2017-01-29 12:30:45 UTC
Apart from Sovereign (from whom precedence flows as far as her grandsons, granddaughters and wives of grandsons), hereditary peers are founts of precedence.
From hereditary peers, precedence flows as far as eldest sons of younger sons (below companions of orders, above eldest sons of baronets) and wives of such eldest sons of sons and daughters of sons.
But a number of nonhereditary positions also make the recipient a fount of precedence. Sons of life barons rank after younger sons of hereditary barons and before baronets. And even wives of younger sons of knights receive precedence.
By contrast, many most elevated positions are not founts of precedence at all. Prime Minister´s wife is a common woman possessing no precedence, and therefore has to go behind the wife of a younger son of a knight. Bishops have been allowed to marry since Reformation and should, like judges, be life positions once elected. Even a retired bishop ranks above hereditary or life baron - yet unlike sons of a life baron, sons of a bishop hold no precedence and neither do wives of bishops.
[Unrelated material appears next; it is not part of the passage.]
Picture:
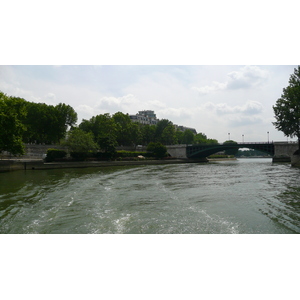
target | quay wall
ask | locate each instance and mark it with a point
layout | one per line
(283, 151)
Also: precedence seems to flow from husband to wife and children - but never from wife to husband. The precedence of Duke of Edinburgh is a special grant - he is not entitled to any from the fact of being husband of Sovereign. Nor does an appointment or creation give any precedence whatsoever to parents or siblings of the recipient.
How are the public embarrassments of Prime Minister´s wife´s lack of precedence handled?